The rise of visual data on a web where brands are crying for attention comes as no surprise, but there’s a problem:

There’s this treasure trove of data these companies are sitting on in the form of the visual web. That data for the most part is uncategorized. It’s a black box.

Explained Justin Fuisz, CEO of Fuisz Media, a company that uses image recognition to attach branded calls to action to objects in videos, in an interview to with AdAge in 2014.

Traditionally, companies have derived information about images by tapping metadata, captions and associated article text, but the lion share of photo and video content are not properly captioned and even if they were, the information might still not be so helpful, according to GumGum CEO Ophir Tanz:

“85% of the time textual data does not support the actual brands that are showing up in an image”

14995977792_bd6746ee4d_zAccordingly, the mandate for computers is to get into the object, the image, the video, in order to understand it and communicate about it as well, or even better, than a person would.


Expect the next 24 months to bring massive developments in the computer vision field, many of which may directly or indirectly affect you.

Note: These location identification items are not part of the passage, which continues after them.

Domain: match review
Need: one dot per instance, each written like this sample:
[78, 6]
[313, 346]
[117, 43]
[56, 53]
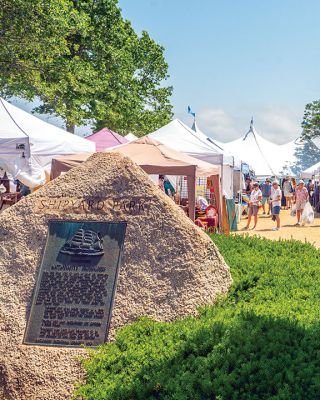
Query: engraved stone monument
[60, 251]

Computer vision gives us access to a data gold mine that will change marketing forever by…

1. Widening  the pool of measurable resources

People stream videos in many languages and thus text searches for captions are of extremely limited value. Dextro analyzes every public video on Periscope and MeerKat and categorizes content into trending themes.  The app lets users query images and video and delivers data results that can be analyzed, visualized and used just like any other kind of data metrics for websites or mobile apps.

2. Alerting business owners to how often and in what context their brands show up

1.8 billion photos are shared on social media every day, and the number is just growing. But because of the “black box” effect, much of that data is inaccessible to marketers. Ditto Labs is trying to change that using its proprietary software to look inside photos and identify a brand’s logo.

Marketers can follow users who are posting images of their product or they can serve ads to those same customers.  An entirely new level of customer insight may be possible by looking at customers who post photos of a brand, but do not mention it by name.

3. Facilitating the development of real-time focus groups

If you’re thinking that advances in computer vision are limited to the screen, think again. The most radical changes will happen IRL. Affectiva is just one of several new pieces of software that will be able to read your emotions in real-time by tracking your facial expressions.  Having already secured $20 Million in funding, Chief Science Officer, Rana el Kaliouby, isn’t worried that he’ll freak people out. Recalling the “Intel inside” motto, Kaliouby imagines “Affectiva-embedded” inscribed on all our belongings. “It’ll sit on your phone, in your car, in your fridge. It will sense your emotions and adapt seamlessly without being in your face,” he told Wired in an interview last month.

Although that might seem outlandish, it might not stop there: emotionally intelligent software coupled with spreading surveillance technology could lead to a  variety of Big Brotheresque scenarios. For instance, a video billboard that records a viewer’s reaction in real-time can push emotional analytics to the content creator, who can tweak the video to incrementally evoke the desired reaction.

While the lack of an opt-in option makes that an extreme scenario, it may not be too far off. According to a promotional Affectiva video,

In the TV and digital advertising world, our emotion data has [already] been used to identify flops and predict at what point viewers will skim. In the movie world, our emotion data has [already]  been used to identify the most engaging beats to optimize movie trailers and predict box office earnings.

Like all advances in technology,  breakthroughs in computer vision will expand our capabilities beyond what we believed was possible, and like all potential developments, especially the ones that frighten us, it’s going to be thoroughly scrutinized.  That’s good news, because, as the inimitable psychologist and  behaviorist, B.F. Skinner told us, “the real problem is not whether machines think, but whether men do.”